We cordially invite anybody to our final GIScience colloquium in this summer term.
Dr. Norman Kerle from ITC
will talk about
Post-disaster damage assessment – combining remote sensing image analysis and crowdsourcing
on Wednesday, Jul 22, 2015, 4:00 pm,
at Hörsaal, Berliner Straße 48, Institute of Geography, Heidelberg University
Following a disaster event a rapid assessment of its consequences is required, as all stakeholders involved in response and recovery activities rely on situational intelligence. Remote sensing technology has become the principal tool for such mapping, and many types of sensing instruments deployed over the last decades have been used for damage mapping. However, while properties of remote sensing such as rapid availability or synoptic coverage remain strong assets, and despite a host of technical advances, the actual task of damage assessment continues to pose substantial challenges.
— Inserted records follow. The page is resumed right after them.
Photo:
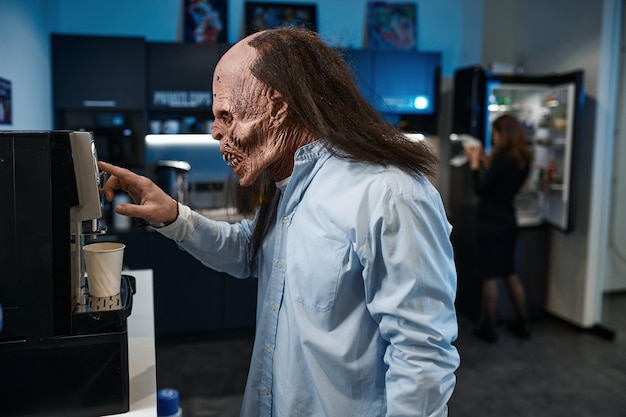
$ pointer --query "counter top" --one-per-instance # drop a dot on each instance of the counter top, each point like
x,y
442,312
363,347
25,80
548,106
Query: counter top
x,y
141,348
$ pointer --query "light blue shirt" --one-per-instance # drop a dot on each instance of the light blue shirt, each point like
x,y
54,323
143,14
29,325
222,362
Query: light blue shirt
x,y
356,288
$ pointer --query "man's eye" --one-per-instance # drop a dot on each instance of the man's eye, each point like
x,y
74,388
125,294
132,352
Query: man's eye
x,y
226,118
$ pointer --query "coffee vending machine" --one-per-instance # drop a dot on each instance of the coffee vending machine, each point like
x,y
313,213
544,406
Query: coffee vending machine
x,y
62,352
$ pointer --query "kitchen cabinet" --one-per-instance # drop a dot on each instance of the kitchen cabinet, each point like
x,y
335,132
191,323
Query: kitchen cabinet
x,y
98,85
98,72
180,85
190,299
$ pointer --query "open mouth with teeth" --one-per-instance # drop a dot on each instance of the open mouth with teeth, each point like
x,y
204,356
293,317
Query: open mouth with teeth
x,y
230,159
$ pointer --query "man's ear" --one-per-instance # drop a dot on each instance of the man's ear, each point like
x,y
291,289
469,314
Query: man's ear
x,y
278,109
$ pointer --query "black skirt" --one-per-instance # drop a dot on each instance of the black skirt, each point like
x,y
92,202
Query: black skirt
x,y
496,235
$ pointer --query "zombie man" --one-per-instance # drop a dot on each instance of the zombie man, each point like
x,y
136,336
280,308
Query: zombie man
x,y
350,243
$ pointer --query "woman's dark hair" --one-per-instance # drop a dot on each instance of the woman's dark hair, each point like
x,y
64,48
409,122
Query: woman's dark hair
x,y
324,100
512,139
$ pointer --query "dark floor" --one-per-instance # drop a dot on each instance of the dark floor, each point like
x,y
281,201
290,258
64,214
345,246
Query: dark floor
x,y
561,371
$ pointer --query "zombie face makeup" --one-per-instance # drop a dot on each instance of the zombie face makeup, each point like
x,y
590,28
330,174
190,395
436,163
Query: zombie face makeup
x,y
248,118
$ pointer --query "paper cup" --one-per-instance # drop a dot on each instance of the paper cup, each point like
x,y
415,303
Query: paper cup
x,y
103,262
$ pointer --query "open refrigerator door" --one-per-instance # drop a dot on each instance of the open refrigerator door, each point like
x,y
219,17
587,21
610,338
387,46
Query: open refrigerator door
x,y
547,113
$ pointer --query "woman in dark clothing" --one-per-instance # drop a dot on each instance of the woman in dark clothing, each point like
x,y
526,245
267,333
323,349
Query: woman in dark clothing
x,y
497,179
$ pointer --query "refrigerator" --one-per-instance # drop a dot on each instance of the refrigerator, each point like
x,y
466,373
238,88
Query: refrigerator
x,y
550,109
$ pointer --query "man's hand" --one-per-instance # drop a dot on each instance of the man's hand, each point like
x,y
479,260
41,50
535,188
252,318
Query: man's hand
x,y
152,204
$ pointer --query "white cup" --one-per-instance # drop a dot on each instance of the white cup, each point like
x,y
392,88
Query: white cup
x,y
103,262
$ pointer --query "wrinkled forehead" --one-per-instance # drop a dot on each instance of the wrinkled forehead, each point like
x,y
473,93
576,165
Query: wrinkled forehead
x,y
234,66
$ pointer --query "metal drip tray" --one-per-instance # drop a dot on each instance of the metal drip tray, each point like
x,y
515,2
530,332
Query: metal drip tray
x,y
105,303
106,313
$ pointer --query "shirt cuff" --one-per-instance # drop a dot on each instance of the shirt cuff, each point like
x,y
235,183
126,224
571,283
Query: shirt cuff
x,y
182,227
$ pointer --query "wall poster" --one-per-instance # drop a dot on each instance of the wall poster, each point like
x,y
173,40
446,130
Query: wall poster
x,y
391,25
205,21
5,102
261,16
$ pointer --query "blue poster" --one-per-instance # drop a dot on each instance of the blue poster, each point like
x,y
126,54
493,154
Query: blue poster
x,y
5,102
391,26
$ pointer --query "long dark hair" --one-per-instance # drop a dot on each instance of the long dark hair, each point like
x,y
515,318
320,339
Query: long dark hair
x,y
512,140
324,100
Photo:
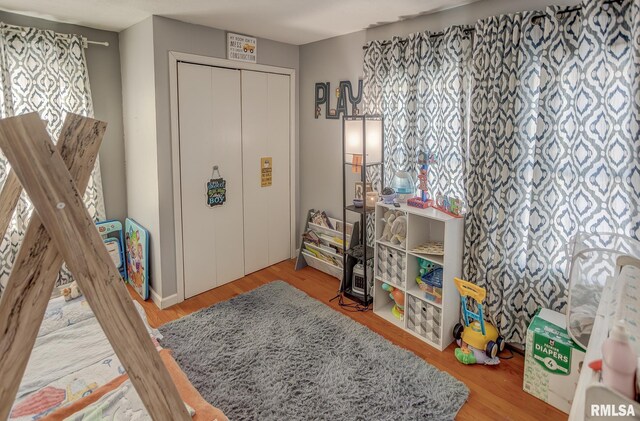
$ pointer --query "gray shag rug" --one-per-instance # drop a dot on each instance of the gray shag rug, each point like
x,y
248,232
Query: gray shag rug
x,y
275,353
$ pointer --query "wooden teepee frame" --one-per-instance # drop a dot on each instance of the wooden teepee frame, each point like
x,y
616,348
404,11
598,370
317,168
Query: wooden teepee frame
x,y
61,229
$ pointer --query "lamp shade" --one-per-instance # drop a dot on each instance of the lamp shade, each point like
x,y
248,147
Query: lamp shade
x,y
353,135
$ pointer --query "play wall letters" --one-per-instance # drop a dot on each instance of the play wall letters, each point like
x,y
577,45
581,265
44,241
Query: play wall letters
x,y
344,94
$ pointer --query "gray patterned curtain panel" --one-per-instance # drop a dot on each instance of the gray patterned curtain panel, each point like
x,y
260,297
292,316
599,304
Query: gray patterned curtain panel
x,y
45,72
555,149
554,138
420,85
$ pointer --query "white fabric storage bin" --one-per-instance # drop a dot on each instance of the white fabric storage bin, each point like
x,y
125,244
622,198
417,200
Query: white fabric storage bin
x,y
423,318
392,265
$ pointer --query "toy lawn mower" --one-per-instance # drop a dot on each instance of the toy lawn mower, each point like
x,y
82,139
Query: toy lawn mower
x,y
478,339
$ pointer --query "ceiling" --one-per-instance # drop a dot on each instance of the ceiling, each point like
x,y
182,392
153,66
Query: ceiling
x,y
291,21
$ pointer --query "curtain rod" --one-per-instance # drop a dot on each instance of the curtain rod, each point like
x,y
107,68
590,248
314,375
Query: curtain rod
x,y
538,17
85,41
434,35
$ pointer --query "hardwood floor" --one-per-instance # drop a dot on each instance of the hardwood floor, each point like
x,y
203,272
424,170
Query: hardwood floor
x,y
495,392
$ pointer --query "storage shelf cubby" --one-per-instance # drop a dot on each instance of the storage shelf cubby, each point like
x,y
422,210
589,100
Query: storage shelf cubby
x,y
428,320
383,304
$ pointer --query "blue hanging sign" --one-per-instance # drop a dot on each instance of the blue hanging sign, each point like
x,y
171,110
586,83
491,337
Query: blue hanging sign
x,y
216,190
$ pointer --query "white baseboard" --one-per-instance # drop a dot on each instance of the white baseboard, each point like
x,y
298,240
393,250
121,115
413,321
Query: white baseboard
x,y
165,302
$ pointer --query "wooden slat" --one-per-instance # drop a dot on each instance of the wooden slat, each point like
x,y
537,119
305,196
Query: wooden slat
x,y
38,262
46,179
9,197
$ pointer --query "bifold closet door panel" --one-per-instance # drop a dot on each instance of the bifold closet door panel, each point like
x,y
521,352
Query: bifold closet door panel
x,y
265,134
210,134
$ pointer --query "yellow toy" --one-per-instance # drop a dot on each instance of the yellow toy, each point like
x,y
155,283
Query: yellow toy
x,y
478,339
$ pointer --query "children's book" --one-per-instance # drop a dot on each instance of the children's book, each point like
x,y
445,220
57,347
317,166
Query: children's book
x,y
137,248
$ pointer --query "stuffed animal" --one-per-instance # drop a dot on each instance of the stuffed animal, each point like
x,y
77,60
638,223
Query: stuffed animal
x,y
398,298
425,266
399,231
71,291
388,219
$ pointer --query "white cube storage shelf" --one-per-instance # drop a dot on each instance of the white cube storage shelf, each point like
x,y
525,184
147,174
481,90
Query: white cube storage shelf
x,y
398,266
424,319
391,265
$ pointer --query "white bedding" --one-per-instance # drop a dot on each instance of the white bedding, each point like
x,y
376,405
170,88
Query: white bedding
x,y
71,358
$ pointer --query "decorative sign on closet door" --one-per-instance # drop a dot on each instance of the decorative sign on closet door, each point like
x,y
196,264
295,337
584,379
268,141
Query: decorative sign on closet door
x,y
242,47
216,189
266,164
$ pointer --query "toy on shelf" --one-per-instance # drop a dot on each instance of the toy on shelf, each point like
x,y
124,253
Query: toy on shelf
x,y
424,160
388,195
449,205
111,233
435,248
403,185
478,339
395,228
430,280
398,298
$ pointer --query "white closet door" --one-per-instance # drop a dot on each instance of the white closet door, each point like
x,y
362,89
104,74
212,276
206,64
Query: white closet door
x,y
210,134
265,133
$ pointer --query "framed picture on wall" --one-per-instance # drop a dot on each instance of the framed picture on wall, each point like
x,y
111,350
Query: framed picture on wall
x,y
359,192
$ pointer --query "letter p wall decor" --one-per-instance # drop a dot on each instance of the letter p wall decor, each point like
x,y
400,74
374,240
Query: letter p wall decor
x,y
344,96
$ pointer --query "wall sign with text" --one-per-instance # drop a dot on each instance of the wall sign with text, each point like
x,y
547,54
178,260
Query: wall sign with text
x,y
241,48
344,97
266,171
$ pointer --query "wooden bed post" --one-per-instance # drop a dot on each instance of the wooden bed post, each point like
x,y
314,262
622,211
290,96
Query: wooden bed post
x,y
38,262
61,211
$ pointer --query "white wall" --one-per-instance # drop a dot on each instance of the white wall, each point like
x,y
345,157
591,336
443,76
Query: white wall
x,y
103,64
332,60
146,73
138,109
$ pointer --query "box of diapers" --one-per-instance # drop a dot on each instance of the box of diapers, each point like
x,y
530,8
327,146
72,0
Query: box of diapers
x,y
552,360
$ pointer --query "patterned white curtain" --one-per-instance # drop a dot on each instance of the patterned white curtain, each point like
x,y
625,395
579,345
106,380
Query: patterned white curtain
x,y
419,85
554,149
45,72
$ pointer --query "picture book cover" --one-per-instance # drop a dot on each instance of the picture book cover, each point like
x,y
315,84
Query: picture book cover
x,y
137,245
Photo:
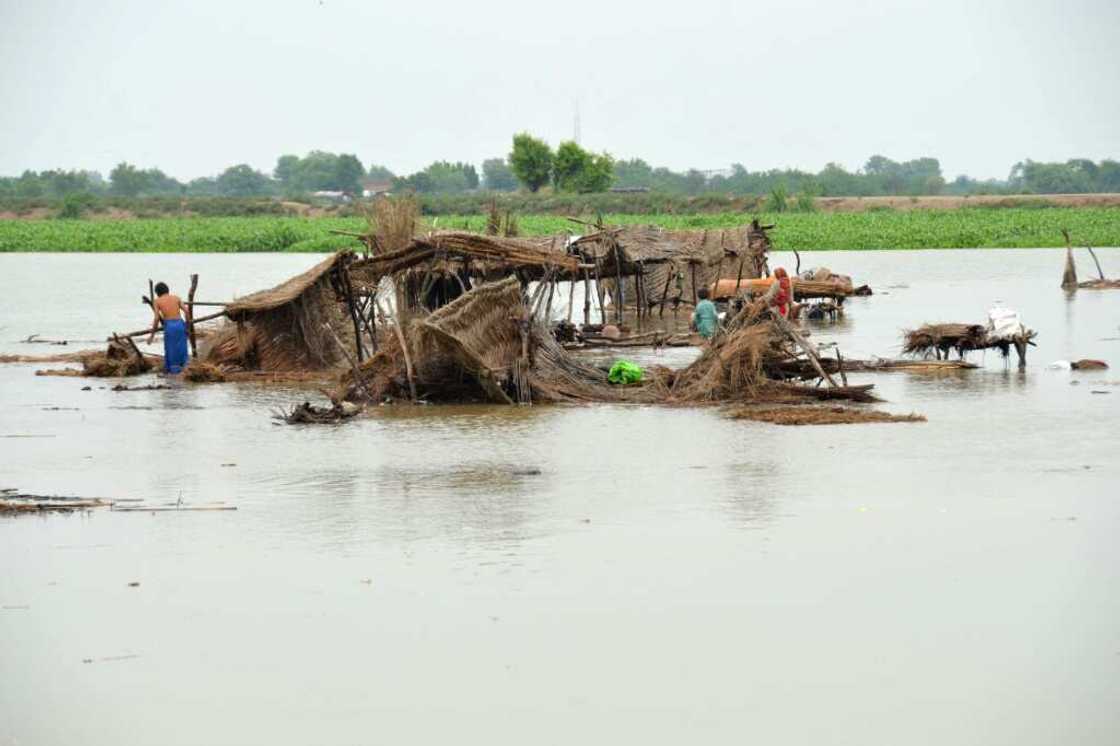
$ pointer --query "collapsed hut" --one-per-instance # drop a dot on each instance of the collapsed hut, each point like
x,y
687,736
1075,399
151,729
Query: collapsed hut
x,y
491,344
647,268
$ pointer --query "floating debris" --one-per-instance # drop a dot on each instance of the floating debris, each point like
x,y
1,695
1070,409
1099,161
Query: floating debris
x,y
819,416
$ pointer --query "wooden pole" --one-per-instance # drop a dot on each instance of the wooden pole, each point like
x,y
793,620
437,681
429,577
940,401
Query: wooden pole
x,y
785,326
160,329
1093,254
1070,277
598,294
408,358
587,297
618,279
190,317
357,371
664,294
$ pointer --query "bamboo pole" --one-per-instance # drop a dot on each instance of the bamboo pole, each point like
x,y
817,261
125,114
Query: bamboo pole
x,y
785,326
348,295
618,278
408,360
190,317
160,329
587,298
598,294
1093,254
664,294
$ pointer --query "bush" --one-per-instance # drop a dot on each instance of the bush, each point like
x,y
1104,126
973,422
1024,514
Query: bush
x,y
75,205
778,199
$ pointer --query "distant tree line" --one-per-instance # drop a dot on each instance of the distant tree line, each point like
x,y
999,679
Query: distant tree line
x,y
533,165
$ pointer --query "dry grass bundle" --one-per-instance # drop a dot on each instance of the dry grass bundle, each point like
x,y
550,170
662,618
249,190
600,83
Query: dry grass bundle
x,y
119,360
806,415
287,291
202,372
393,222
730,367
286,338
943,337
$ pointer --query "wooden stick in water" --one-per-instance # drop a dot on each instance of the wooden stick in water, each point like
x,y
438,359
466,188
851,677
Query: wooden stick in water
x,y
190,316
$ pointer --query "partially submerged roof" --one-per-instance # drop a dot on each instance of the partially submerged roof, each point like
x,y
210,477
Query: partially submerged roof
x,y
283,294
487,251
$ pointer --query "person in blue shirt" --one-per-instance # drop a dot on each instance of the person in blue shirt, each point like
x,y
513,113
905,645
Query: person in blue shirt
x,y
705,318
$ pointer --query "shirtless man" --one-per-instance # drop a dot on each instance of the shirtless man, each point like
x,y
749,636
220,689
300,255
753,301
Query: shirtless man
x,y
169,310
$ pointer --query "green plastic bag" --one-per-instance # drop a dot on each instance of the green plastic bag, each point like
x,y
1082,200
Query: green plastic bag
x,y
625,372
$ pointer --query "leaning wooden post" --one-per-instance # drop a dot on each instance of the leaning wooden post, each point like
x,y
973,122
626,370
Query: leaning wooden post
x,y
785,326
348,296
190,316
587,297
408,358
1020,347
598,292
1070,277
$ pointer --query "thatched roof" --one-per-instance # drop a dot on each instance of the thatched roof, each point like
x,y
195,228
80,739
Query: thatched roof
x,y
638,246
475,251
283,294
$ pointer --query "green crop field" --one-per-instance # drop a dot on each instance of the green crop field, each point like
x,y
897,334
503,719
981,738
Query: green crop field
x,y
948,229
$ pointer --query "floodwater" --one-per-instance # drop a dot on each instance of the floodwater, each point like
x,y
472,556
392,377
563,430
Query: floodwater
x,y
559,575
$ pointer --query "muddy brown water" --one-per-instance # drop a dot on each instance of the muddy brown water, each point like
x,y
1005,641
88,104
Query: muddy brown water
x,y
569,575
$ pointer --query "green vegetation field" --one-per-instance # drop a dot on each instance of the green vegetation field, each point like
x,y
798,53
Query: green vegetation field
x,y
949,229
Those relate to the unique characteristics of individual sensing systems (repeat visit time, incident angle, spatial and spectral image resolution, etc.), but also to the fact that damage is a complex concept with both physical and functional dimensions. In a bid to increase the amount of information that allows a damage assessment beyond obvious rubble piles, increasing use is being made of airborne oblique sensing systems, in particular with the help of unmanned aerial vehicles. The research in our group focuses not on the instrument or engineering side, but rather on image analysis and semantic processing, with object-based image analysis playing an important role. One interesting recent development that is also increasingly influencing the field of damage assessment if crowdsourcing/VGI. This ranges from field-based reporting to collaborative image-based damage mapping. While the potential of such an approach is event, it is far less clear when specifically to make use of volunteers, and how to instruct and engage them.